Irwin Eskind and Annette Eskind at the 10th Anniversary Celebration of the Annette and Irwin Eskind Biomedical Library in April, 2004.
Image from EBL Special Collections

Comprising both the History of Medicine Collection and the VUMC Archives, the Eskind Biomedical Library Special Collections supports Vanderbilt University Medical Center's combined missions of patient care, education, and research through the selection, preservation and promotion of books, personal papers, publications, images, and institutional records possessing enduring historical and administrative value.

Collection Development Policy

EBL Special Collections selects, preserves, and provides access to rare publications on the history of medicine and nutrition, as well as unique, rare, and historical records and artifacts created by Vanderbilt University Medical Center, its faculty and alumni, and related individuals or agencies. Subject areas of strength and emphasis include nutrition, medical informatics, pediatrics, nursing, surgery, medical education, and the history of medicine in middle Tennessee and Vanderbilt University. Common examples of collected materials include the personal papers of VUMC faculty and alumni; rare books in the history of nutrition; artifacts; and photographs or other images of notable events, people, and places. VUMC institutional records are collected and maintained according to VUMC policy.

In order to carry out its mission, Special Collections makes careful decisions between those materials of long-term value to the community and those without. These decisions are based on a number of factors, which may include: current VUMC policy; the relevance of the materials to the VUMC community; the presence of unique informational, evidential, or symbolic value; the resources available to organize and provide access to these materials; and the importance of these materials to the historical record.

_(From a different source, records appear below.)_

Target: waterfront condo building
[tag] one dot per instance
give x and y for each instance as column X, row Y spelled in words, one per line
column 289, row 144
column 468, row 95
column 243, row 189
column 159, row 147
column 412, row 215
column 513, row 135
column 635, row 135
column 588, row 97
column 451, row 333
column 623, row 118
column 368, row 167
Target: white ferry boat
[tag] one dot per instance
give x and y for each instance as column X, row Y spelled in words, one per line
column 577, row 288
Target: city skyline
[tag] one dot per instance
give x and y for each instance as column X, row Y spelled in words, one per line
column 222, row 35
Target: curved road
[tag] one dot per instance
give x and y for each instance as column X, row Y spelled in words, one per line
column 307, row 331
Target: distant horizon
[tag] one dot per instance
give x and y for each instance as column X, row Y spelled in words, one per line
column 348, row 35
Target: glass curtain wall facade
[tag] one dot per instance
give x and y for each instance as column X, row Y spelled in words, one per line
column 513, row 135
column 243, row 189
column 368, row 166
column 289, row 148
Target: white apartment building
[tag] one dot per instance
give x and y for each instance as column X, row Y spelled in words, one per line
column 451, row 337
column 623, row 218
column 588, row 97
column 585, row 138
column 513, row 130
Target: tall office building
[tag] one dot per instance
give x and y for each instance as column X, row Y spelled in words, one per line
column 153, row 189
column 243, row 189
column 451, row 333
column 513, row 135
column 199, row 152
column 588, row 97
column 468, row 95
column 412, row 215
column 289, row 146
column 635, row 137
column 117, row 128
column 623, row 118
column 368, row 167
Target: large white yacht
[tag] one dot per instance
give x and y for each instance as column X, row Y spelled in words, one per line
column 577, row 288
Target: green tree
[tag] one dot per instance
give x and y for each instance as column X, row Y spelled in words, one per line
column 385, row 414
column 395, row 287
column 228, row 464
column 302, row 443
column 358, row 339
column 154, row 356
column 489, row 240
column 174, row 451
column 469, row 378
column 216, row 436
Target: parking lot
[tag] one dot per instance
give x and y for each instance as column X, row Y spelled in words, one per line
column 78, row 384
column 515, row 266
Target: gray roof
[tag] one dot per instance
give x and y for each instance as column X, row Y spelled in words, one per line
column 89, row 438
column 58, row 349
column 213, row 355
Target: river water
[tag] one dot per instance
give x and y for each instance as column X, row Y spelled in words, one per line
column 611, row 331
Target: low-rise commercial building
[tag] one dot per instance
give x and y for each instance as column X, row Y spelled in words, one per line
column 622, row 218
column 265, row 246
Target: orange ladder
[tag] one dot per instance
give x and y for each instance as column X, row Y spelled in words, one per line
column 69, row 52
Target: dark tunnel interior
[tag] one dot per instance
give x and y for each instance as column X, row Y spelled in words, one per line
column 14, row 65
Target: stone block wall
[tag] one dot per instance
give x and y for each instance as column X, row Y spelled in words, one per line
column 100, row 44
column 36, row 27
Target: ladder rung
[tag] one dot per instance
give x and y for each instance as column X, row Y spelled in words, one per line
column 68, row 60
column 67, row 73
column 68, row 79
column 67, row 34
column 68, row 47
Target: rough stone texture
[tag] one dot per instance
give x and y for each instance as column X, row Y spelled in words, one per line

Materials targeted for selection may include:
  • institutional records with long-term value
  • rare books
  • personal papers
  • photographs
  • published historical or biographical works
  • artifacts
  • multimedia recordings
  • biographical materials
  • electronic records
Materials not targeted for selection may include:
  • institutional records lacking long-term value
  • collections largely consisting of medical records, human subject research data, or other confidential information with limited historical context or application
  • published works not directly relevant to the history of medicine, nutrition, Tennessee, or Vanderbilt University
  • artifacts with limited informational, evidential or symbolic value
  • records, artifacts, and other items unnecessarily duplicating current holdings
  • individual items in a collection that lack long-term historical, informational or evidential value
  • reprint collections

Special Collections welcomes donations from both the Vanderbilt community and the public, based on the policy detailed above. In all cases, Special Collections staff will assist prospective donors in finding permanent homes for their materials.


Although care is taken at the point of donation not to accept material that does not follow the guidelines above, there may be occasions where EBL Special Collections removes items from its collections. Generally speaking, the following kinds of items may be deaccessioned from EBL Special Collections:
  • duplicate materials of value (generally monographs or other published materials), which may be sold to raise money for the Eskind Biomedical Library
  • patient or human subject records lacking permanent historical or administrative value, which are disposed of according to VUMC policy
  • non-records (reprints, duplicates, promotional materials, blank forms, etc.)
  • damaged materials that are not usable, or which present a threat to other material in the collections
  • individual items in a collection that lack long-term historical, informational or evidential value, and which no longer conform to the collection
  • development policy

All deaccessioning takes place according to the terms of the donation documentation, if applicable. Items of historical, personal, or other value may be returned to the donor's family or transferred to a more appropriate repository.